Sensitivity Analysis of Gravity Wave Characteristics to Physical Parameterization Options in WRF Simulations : A Case Study of Typhoon Soudelor (2015)

Tropical cyclones (TCs) are a source of atmospheric gravity waves, which contribute to mixing in  the upper troposphere and lower stratosphere. Here, we conducted a large ensemble simulation run of the Weather and Forecasting Research (WRF, V4.4.1) model, assessing the impact of 15 combinations of microphysics (MP), planetary boundary layer physics (PBL), and a cumulus scheme (CU) on the model's ability to simulate the physics of Typhoon Soudelor (2015) and this typhoon's generation of gravity waves. The simulation is performed using a moving nested domain at 3 km  horizontal resolution, with a 15 km exterior main domain. We use data from International Best Track Archive for Climate Stewardship to measure bias in track position and intensity of the typhoon, supported by the use of AIRS/Aqua satellite observations as a benchmark. Moving beyond traditional analyses, we also apply a kernel density estimator (KDE) approach to produce more comprehensive results. 
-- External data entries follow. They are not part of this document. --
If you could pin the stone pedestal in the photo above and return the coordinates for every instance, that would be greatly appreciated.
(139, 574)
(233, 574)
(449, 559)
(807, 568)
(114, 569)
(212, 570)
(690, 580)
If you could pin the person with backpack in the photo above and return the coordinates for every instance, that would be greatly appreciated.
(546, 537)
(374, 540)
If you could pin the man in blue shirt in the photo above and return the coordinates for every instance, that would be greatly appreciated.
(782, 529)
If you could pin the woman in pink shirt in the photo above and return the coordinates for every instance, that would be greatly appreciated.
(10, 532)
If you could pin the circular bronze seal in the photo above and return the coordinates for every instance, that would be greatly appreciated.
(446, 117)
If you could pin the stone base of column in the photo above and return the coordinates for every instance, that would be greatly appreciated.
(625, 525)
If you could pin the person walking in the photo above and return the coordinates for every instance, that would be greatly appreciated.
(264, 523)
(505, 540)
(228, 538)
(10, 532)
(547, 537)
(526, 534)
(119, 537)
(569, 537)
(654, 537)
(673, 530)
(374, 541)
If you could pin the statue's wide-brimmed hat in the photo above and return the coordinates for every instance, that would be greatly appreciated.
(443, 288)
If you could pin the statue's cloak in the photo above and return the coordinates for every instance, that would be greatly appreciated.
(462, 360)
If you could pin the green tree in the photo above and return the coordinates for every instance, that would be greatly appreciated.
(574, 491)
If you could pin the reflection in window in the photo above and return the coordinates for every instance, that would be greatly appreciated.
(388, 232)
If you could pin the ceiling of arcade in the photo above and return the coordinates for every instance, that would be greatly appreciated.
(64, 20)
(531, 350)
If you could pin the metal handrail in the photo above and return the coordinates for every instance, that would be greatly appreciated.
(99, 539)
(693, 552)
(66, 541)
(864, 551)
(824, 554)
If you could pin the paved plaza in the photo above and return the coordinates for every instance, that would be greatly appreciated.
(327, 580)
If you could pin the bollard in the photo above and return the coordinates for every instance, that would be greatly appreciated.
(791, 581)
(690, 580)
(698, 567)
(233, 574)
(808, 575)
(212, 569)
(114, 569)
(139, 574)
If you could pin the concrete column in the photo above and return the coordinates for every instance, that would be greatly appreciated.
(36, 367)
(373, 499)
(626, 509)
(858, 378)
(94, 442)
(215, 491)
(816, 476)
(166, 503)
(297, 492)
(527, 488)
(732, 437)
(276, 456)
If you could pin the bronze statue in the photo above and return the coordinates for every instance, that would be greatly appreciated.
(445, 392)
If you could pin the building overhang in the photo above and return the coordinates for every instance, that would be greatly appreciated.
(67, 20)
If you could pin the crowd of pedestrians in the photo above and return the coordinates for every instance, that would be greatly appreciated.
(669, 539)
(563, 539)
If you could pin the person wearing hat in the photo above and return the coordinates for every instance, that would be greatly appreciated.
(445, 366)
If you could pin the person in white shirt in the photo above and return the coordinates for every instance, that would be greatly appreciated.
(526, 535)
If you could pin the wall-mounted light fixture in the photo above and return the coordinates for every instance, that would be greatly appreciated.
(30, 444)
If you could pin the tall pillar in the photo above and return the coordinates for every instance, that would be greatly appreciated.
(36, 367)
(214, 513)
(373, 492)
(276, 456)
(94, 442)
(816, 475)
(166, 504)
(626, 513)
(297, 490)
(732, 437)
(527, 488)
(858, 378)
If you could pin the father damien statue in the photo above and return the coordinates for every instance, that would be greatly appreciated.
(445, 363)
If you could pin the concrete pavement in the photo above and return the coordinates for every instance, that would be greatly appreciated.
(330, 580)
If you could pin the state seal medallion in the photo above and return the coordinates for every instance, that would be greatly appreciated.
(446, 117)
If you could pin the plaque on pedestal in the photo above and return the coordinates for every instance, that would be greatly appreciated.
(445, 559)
Our results indicate that, while track errors remain below 100 km for the first 42 hours of the run, the simulated storm intensity and speed varied significantly from observations. Notably, simulations incorporating cumulus parameterization generally yield wider track spreads, whereas microphysics produced higher storm intensities and a more accurate representation of deep convective clouds compared to WSM6, despite an overall tendency to overestimate storm strength. We then examined coupling between tropical cyclone dynamics and stratospheric wave generation by comparing simulated Outgoing Longwave Radiation (OLR) and vertical wind speeds against satellite and reanalysis data. KDEs of OLR suggests, that while the Goddard MP effectively captures deep convection, the addition of a Grell-3 CU parameterization tends to produce more extensive mid-to-high-level cloud cover but underestimates the deepest convective cores. In the stratosphere, vertical wind speed profiles indicate that the MYJ and Goddard combinations produce the strongest wave activity, especially during the chosen peak events. Although the simulations slightly overestimate background wind speeds near the tropopause compared to ERA5 reanalysis output, the overall wave morphology remains consistent with observations. These findings reinforce the conclusion that no single physics combination optimally captures all TC attributes, though Goddard MP and specific PBL schemes offer superior performance in representing the convective forcing essential for stratospheric gravity wave excitation.